29th October 2022
Everything is energy. The whole universe. That includes each of us. This energy interacts with the rest of the energy in the universe. When we really consider it carefully, each of us is as much a part of that universe as anything we can perceive as being other than ourselves.
When we realise that we are allowing our mood and behaviour to be controlled by what we perceive as negative stimulus, it can be helpful to consider that what we are experiencing is a build-up of energy resulting from not dealing with, or not letting go of, something adequately enough to be uninhibited by the discomfort we feel about it.
People might remind us to “be positive” and that might seem like the most unhelpful advice they could possibly offer. We might wonder, or even ask, how such platitudes are actually supposed to help. After all, if it were so simple, wouldn’t we already be doing it?
Practising mindfulness and being aware of our own consciousness is probably the most consistently feasible way for the majority of us to remain in a positive state of acceptance. If that means nothing to you, then it might be that you have hitherto been unaware of a way to exist that could help to emancipate you from the negativity that swells seemingly without warning or mercy. This writer has been there and empathises.
If a reappraisal of an entire way of life seems like it might just be too much of an undertaking, it can be reassuring to realise that changing our way of life starts with changing the way we perceive existence and what happens as part of it. If we follow the advice signposted in this article, we will not attempt to change everything all at once. In fact, according to some highly regarded philosophers, the suffering brought about by what has often been referred to as “the human condition” is often rooted in being confused by exactly where our responsibilities lie. That doesn’t mean that we are being advised to aim for absolution from responsibility; far from it, we are being encouraged to realise that we cannot fix the world’s ills and the results of attempting to do so have historically, demonstrably, involved an increase in suffering.
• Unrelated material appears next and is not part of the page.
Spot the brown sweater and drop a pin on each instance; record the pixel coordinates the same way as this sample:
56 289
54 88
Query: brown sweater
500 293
What these philosophers are encouraging us to recognise is that the best way to help ourselves to learn about how we perceive is to focus on developing our awareness of being aware; to practice mindfulness relentlessly. A great deal of the advice offered is orientated around allowing thoughts to pass through with the associated emotions, rather than allowing them to become the focus of our attention. It might seem hypocritical of these great thinkers to encourage us not to overthink. However, the impression taken by this writer is that we are being asked to differentiate between contemplating and ruminating.
Somebody whose primary reference points come from the Tao Te Ching might refer to holding onto the centre, or embodying “wu wei” (doing not doing). As interpreted in the referenced translation of this scripture, wu wei is not inaction, but a state of being in which the optimum action presents itself. This state of being is incongruous with the inner turmoil that blights so many, but is a remedy to it, the perceived inability to access which can feel frustrating; not least because the frustration itself is another manifestation of the suffering from which we aim to be free.
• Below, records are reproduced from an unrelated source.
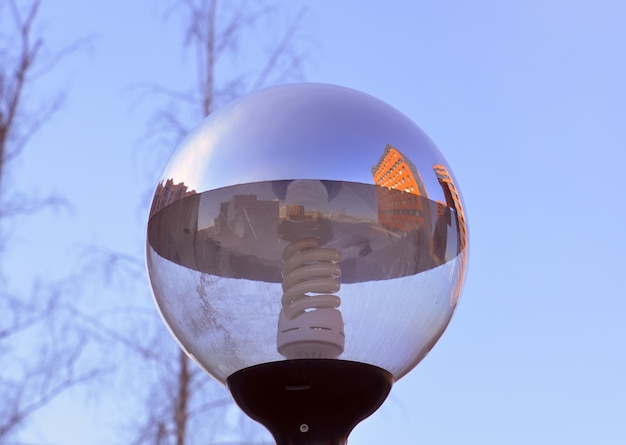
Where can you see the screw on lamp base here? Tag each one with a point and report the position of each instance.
(310, 401)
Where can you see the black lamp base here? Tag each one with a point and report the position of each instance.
(310, 401)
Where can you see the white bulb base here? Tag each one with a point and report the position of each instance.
(318, 333)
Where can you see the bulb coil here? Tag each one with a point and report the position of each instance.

The Buddhist tradition refers to the eightfold path, but these eight might have had their origins in a more homogenous term equivalent to “the middle way”. The results of following this “middle way” might fairly be compared to those intended by following Lao Tzu’s advice to “hold on to the centre.” The inadequacy of words to convey comprehensive complexity without contributing to compounded, confounded confusion can be seen in the potential for the reader to interpret this “holding on” as directly contradicting the general encouragement to relinquish attachments to ideas or concepts. When we realise that holding onto this centre can help us to avoid falling victim to fluctuating moods, then perhaps we are starting to glimpse the first signs of what we already knew but had forgotten.
It seems of paramount importance to bear in mind constantly that we are easily capable of convincing ourselves that we know something which is more a projection of our insecurities, as betrayed by our respective perspective, than it is inalienable fact. This can be a distressing realisation but the suggestion here is that avoiding these truths serves primarily to alienate us from a sense of connection to reality, which can inhibit our willingness to accept what is. If we are to avoid this internal conflict, we must learn how to see things as objectively as we possibly can. Forgiving ourselves and others when behaviour falls short of an anticipated standard is necessarily part of this process. Maintaining sufficient semblances of standards whilst exemplifying a compassionate and empathetic outlook can be tricky!
Sometimes, even those who know these things and even those who help others to realise them can lose focus, forget and feel proverbially lost among the myriad repressed traumas that can be so influential for so many in shaping the peculiarities of our respective behaviour. Those beings, who are often referred to as wise but would kindly repudiate any suggestion that such a title were appropriate, usually know what to do to get themselves back to a centred state of calm and peace.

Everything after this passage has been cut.